We are now working on the effects of general axi- and non-axisymmetric magnetic fields on stellar waves propagation, dissipation, and induced transport of angular momentum. This constitutes one of the key objectives of the second period of the project.

To properly evaluate the amplitude of the transport of angular momentum by waves in stellar radiation zones, we have to compute the strength of their excitation by adjacent convective regions. To reach this goal, we are first developing new 3D nonlinear global numerical simulations of the stochastic excitation of gravito-inertial waves by turbulent convective cores. This will allow us to get mandatory information on their amplitude and on their frequency spectrum as a function of key stellar parameters such as rotation. In addition, we have developed a new mixing-length theory for turbulent convection in rotating stars where we have taken into account both viscous and heat diffusions. It allows us to evaluate the depth of convective penetration (i.e. of undershooting below a convective envelope and of overshooting at the top of a convective core) and the variation of the amplitude of stochastically excited gravito-inertial waves as a function of stellar rotation. These results are of crucial importance since the rotation of stars strongly varies all along their evolution while its impact on convection and waves is completely ignored in current stellar evolution models.
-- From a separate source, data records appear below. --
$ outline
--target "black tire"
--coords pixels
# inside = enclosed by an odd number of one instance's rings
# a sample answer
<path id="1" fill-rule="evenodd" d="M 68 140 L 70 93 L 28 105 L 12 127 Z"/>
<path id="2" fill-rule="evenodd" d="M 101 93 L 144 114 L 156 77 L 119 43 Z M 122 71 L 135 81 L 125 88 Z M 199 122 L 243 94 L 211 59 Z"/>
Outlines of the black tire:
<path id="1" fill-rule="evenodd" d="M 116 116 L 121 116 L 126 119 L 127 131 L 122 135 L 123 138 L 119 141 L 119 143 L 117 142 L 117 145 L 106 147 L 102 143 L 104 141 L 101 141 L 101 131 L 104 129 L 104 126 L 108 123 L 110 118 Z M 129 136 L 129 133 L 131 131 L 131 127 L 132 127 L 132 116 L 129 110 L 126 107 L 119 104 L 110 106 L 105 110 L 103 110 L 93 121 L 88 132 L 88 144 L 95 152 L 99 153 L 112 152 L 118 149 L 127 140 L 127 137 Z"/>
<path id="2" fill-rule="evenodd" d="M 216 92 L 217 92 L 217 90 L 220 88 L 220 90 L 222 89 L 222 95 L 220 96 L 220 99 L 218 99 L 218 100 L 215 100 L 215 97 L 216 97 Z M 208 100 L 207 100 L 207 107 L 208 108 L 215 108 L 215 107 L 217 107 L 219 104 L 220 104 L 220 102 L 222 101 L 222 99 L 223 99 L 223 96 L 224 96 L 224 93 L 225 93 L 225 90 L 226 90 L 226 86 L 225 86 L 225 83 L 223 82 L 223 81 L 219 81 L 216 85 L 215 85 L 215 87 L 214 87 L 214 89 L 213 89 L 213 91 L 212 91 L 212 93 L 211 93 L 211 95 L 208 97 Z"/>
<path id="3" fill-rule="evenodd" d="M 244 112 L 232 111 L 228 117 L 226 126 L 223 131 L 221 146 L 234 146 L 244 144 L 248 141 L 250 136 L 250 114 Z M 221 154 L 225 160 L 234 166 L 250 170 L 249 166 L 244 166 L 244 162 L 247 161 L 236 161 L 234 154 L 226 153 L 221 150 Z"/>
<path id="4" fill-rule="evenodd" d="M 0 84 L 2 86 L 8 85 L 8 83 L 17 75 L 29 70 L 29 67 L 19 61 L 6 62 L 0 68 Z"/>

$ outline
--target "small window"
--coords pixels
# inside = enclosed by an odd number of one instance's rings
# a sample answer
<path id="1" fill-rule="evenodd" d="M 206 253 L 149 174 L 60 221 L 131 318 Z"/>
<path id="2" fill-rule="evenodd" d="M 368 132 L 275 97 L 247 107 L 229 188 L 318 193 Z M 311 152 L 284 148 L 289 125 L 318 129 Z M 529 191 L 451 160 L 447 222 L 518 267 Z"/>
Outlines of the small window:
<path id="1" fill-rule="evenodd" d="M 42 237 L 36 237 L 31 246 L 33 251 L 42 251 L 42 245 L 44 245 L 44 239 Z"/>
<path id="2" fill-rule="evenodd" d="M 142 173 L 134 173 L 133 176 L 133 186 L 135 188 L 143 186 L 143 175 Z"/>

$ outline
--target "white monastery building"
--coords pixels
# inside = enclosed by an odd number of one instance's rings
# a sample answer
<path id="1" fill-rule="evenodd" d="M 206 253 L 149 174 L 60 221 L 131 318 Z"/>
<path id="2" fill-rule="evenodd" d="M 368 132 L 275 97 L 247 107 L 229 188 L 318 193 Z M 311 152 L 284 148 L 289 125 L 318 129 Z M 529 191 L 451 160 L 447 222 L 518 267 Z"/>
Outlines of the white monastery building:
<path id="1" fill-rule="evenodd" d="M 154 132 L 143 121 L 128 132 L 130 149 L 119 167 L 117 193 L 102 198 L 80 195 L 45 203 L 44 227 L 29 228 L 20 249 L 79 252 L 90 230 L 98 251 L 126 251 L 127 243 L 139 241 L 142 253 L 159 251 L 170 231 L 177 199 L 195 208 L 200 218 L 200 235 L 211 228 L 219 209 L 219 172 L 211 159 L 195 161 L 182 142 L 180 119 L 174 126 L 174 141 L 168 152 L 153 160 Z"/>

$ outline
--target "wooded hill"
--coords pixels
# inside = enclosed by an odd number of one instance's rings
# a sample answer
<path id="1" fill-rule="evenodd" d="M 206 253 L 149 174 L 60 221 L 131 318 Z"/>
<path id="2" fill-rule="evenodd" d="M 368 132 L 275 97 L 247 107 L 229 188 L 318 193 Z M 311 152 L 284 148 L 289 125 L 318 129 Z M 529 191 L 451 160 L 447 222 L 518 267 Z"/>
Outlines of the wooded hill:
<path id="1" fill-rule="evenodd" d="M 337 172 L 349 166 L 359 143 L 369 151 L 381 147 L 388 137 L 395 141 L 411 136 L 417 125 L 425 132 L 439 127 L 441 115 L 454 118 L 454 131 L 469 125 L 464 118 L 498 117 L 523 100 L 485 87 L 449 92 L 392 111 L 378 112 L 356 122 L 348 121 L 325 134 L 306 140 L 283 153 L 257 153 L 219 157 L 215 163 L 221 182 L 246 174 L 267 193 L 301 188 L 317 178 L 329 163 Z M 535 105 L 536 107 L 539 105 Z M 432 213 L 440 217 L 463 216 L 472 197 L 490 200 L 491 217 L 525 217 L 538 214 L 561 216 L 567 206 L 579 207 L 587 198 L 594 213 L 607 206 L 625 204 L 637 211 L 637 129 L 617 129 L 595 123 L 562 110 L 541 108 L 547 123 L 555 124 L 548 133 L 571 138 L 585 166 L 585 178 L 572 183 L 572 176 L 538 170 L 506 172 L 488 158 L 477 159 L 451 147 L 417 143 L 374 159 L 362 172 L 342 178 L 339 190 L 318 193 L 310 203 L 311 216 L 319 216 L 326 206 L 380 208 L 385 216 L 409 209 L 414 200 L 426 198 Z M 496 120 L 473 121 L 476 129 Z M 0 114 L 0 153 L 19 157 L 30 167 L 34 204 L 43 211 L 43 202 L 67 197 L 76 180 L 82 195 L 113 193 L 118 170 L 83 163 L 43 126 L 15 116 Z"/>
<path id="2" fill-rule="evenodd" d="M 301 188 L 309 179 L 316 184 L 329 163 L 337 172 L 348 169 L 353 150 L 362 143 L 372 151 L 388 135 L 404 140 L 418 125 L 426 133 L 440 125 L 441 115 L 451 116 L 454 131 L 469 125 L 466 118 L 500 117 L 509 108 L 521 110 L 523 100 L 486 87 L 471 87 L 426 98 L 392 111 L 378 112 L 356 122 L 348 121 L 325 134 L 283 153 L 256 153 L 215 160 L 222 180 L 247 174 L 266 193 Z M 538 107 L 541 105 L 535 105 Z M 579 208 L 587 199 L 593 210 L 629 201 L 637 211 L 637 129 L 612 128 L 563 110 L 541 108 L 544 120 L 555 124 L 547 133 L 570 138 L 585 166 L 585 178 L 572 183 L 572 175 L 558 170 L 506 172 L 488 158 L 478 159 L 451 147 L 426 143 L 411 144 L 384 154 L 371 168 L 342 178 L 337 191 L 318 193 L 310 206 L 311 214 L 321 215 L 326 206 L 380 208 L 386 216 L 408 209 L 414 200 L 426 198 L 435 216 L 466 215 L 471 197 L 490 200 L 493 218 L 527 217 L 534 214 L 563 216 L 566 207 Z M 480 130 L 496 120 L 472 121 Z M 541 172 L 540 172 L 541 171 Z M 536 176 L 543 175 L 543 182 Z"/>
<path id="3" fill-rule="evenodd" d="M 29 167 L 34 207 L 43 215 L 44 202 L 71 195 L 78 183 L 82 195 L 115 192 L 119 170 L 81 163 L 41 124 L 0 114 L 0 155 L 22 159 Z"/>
Next, we have established a new theoretical framework to describe shear-induced turbulent transport in stellar radiation zones. Because of the combined action of stable stratification and rotation, this transport is highly anisotropic: the restoring forces for vertical and horizontal turbulent motions are buoyancy and the Coriolis acceleration, respectively. For the first time, we derive a prescription for the anisotropy of the turbulent transport of momentum and chemicals taking into account coherently the simultaneous action of these two forces. This allows us to compute a new turbulent transport coefficient that models the transport by turbulent motions generated by the instability of a vertical shear in the horizontal directions. This new theoretical prescription has been implemented in the dynamical stellar evo
In each task, our objective is to achieve the best semi-analytical and numerical modeling of dynamical processes in stellar interiors that impact the evolution of stars and of their surrounding systems on secular timescales. However, it is not yet possible to compute directly this long-term evolution in 3D, taking all the needed space scales related to often highly non-axisymmetric and non-linear short timescale MHD phenomena into account. We thus model the action of each dynamical process and of its couplings developing new advanced semi-analytical methods and high-resolution numerical simulations to derive cutting-edge original equations, prescriptions, and scaling laws for secular timescales. They are implemented in the dynamical stellar evolution code STAREVOL and the secular orbital/rotational evolution code ESPEM we are developing and that are used to model observed stars and their systems, leading to a direct confrontation of the predictions of our modeling with the observables (e.g. the differential rotation in stars obtained thanks to asteroseismology, the orbital properties of star-planet and multiple star systems, the relative inclination of stellar spins and the orbits, etc.).

By construction, the SPIRE project builds the needed completely new generation of dynamical models of stars and their environment taking into account coherently the impact of MHD transport and tidal dissipation mechanisms in stellar (and planetary) interiors on their long-term evolution. Therefore, SPIRE has a strong impact on stellar physics (for single and multiple stars) and provides key groundbreaking results, for instance the value of the tidal dissipation in stars of different masses and evolutionary stages, for the studies of star-planet interactions. It also strongly contributes to change the paradigm of the study of stellar systems where the host star’s evolution and the orbital architecture dynamics have been treated separately until now. In this context, it benefits from the best observational constraints obtained by the most advanced space missions and ground-based instrumentation devoted to explore stellar systems all along the project (K2, and soon CHEOPS, TESS, SPIRou, JWST). The SPIRE project also contributes significantly to the scientific preparation of PLATO for the modeling of single and multiple stars and star-planet interactions. SPIRE thus proposes and provides a new framework for the interpretation of current and forthcoming observational programs and actively contributes to develop and put its topics in the forefront of academic research.
Because of the different physical processes it studies, the SPIRE project also contributes to the state-of-the-art in astrophysical (and geophysical) fluid dynamics, in fundamental fluid mechanics, in plasma physics and in numerical astrophysics.

From the societal point of view, it addresses key questions on the impact of the dynamics of stellar/planetary systems on planetary habitability and the conditions for the emergence of life. This provides key assets to understand the properties and the history of our Sun-Earth and solar systems in the broader context provided by exoplanetary systems.

In this framework, it participates to the efforts to strengthen the European position in this research field by training a new generation of stellar and planetary physicists working on the dynamics of stars, of exoplanets, and of their environment, which constitute an essential research field of modern Astronomy and Astrophysics.
The results obtained within the project are disseminated through peer-reviewed publications in international scientific journals, participation to international scientific conferences, lectures given by the members of the project in Universities and in Engineering schools, and public outreach.